1.You may not be best friends with the first person you meet.
The first person I met was a short girl with short blonde hair and big blue eyes. When she spoke to me I felt as if she were always moving in some way: bouncing on her toes, playing with her shirt, or motioning with her hands. Her smile grew wide and her eyes shone brightly as she spoke to me about her cat and all of her younger siblings. I couldn’t get a word in and that was perfectly fine with me.
After I met her and learned all about her home life, I hardly ever saw her on campus and when I did I was too scared to wave or say hello, so she’d just walk by me. Later in the year I found out that she was roommates with one of my more permanent friends. I was pretty excited until I realized that she didn’t remember or have any interest in rekindling a long forgotten possible friendship. We began to frequent each other’s lives after that realization, but somehow we have yet to become friends.
2. The people you hang out with in the beginning of the year may not be the people you hang out with in the end of the year.
When my freshman year started I had a few groups of people I really enjoyed hanging out with that I thought I’d stick with until graduation… even if I wasn’t always comfortable with them. But it didn’t work out that way—most of those people I barely even spoke to after our classes together ended or our mutual friends left.
I ended up hanging out with a group of people I didn’t think I would fit into when I first met them. They had all known each other before entering Calvin and liked to talk about things I was completely unaware of. They made me squirm in my seat. But somehow they became the people that would both embrace and challenge me for years to come, and I really appreciate them for that.
3. It’s not possible to be friends with every person you can tolerate.
Just trust me on this one. There are way too many people to try to hang out with and really get to know. If you’re the type of person who can do that and still get your work done go for it. I tip my hat to you. But for most of us trying to get to know a large amount of people can be draining and distract us from our school work.
4. But those half-initiated friendships can be really helpful in the long run, and you may even become good friends later.
It’s nice to know that there are people outside of your friend group that you can talk to and hang out with every once in awhile, and sometimes it’s necessary for your own sanity to take advantage of these connections in this way.
5.You can be kicked out for getting bad grades.
Freshmen year is not the time to make mistakes. Not to say that you can’t make mistakes because that’s life, but if you know you can do better or avoid a problem do it. Making up for the mistakes made freshmen year is really hard and it leaves little leeway for future mistakes.
6. A 21 meal plan is great, but unrealistic.
Are you really going to wake up for breakfast? Weekend dining hall food? Really? And Pizza again? If you can afford it go out to eat every once in a while, get groceries, make friends with people who live nearby; any break from the repetitive dining hall menu is a good one.
7.There are commuter students among you and they’re pretty cool.

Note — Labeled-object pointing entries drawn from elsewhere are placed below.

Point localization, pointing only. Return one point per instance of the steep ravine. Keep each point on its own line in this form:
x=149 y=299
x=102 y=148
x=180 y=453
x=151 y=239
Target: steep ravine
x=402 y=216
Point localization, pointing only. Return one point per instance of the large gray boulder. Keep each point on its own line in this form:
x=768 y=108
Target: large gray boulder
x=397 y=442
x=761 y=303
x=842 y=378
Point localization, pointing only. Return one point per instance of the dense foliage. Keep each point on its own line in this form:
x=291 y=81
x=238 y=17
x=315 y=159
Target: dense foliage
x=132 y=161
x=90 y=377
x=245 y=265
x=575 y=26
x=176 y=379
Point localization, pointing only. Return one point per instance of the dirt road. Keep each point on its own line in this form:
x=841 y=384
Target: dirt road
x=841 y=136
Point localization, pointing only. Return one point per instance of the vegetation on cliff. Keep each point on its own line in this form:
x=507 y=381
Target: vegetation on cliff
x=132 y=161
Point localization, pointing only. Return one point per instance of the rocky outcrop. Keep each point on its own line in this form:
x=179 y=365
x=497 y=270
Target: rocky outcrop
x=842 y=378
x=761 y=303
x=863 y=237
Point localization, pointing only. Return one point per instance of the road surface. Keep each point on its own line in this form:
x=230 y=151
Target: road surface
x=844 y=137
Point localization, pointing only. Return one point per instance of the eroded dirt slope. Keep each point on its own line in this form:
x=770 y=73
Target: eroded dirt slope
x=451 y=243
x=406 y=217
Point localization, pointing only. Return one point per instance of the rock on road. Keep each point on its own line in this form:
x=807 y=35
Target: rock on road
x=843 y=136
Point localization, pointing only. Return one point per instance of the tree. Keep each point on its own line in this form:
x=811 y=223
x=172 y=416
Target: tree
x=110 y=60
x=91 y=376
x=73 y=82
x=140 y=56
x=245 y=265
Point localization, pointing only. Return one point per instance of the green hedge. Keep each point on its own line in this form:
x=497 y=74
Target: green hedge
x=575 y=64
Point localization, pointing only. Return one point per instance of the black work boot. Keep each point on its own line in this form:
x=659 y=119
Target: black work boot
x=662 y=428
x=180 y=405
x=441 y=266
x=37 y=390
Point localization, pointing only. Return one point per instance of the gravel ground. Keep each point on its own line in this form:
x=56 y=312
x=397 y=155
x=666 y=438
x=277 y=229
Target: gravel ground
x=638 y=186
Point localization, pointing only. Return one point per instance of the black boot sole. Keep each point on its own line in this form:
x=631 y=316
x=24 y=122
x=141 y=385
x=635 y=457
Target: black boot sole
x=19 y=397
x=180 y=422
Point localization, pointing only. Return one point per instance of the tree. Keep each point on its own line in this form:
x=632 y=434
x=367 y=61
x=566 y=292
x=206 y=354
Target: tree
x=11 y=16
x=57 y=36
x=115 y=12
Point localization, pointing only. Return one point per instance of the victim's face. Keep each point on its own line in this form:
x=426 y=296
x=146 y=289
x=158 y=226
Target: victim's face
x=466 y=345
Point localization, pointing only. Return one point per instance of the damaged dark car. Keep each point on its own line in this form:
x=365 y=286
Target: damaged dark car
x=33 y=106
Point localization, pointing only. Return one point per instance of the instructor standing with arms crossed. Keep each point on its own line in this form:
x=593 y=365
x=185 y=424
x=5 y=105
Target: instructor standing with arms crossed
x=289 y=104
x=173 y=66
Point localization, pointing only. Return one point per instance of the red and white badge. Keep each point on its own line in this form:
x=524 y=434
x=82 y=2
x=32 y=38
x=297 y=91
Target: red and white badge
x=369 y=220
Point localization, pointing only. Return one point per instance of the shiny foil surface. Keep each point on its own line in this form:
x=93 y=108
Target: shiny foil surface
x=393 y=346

Over the summer I met a commuter student while volunteering, and she was one of the coolest people I have met so far. We often forget about our commuter community and fail to think about how hard it can be to find friends when you don’t live right next to them. Be open to new friends from further places.
8. You are never alone.
And I mean that in both the best and worst of ways. Noise will invade your quiet space, the CJ will be taken in crucial moments, all of your floor mates will hear your shower voice, and your roommate will always be gone and be present at the most inconvenient times. But there will also always be people around who can care for you and love you. It’s not hard to find people who will listen--go to the Counseling Center if no one else will hear you. Finding people who relate to you is surprisingly easy if you let yourself be vulnerable enough to express yourself. And prayer is an ever present option among leaders.
9.This is your home.
No matter where you are coming from, how far away you live, or where you want to go, once you’re here, you’re family. It may sound weird to you now and maybe even later. But what I’ve discovered here is that there are always people looking out for you when you’re not watching. And helping hands are never folded back. If you’re struggling here or if you think you will struggle, seek help before leaving. Go to the Counseling Center, visit ISDO, talk to staff and faculty, go to chapel, all of these things are more helpful than you may realize. When the Calvin community takes you in, it means for you to stay here, and however help can be offered it will be extended if you seek it. This community is here for you in the same annoying way that reminds you that you are never alone. We are always around, there are emails and invites about and to everything, and sometimes there’s a listening ear in the most crucial moments. There will be times when you feel like there’s no one here who cares and you might choose to leave because of it. Maybe you will find something that fits you better elsewhere. But keep us in mind just because you leave doesn’t mean that we forget or reject you. There are plenty of people here who are willing to support you beyond and outside of the Calvin Community.These nine things are what I have learned over the past couple of years, and I hope they can help you along the way.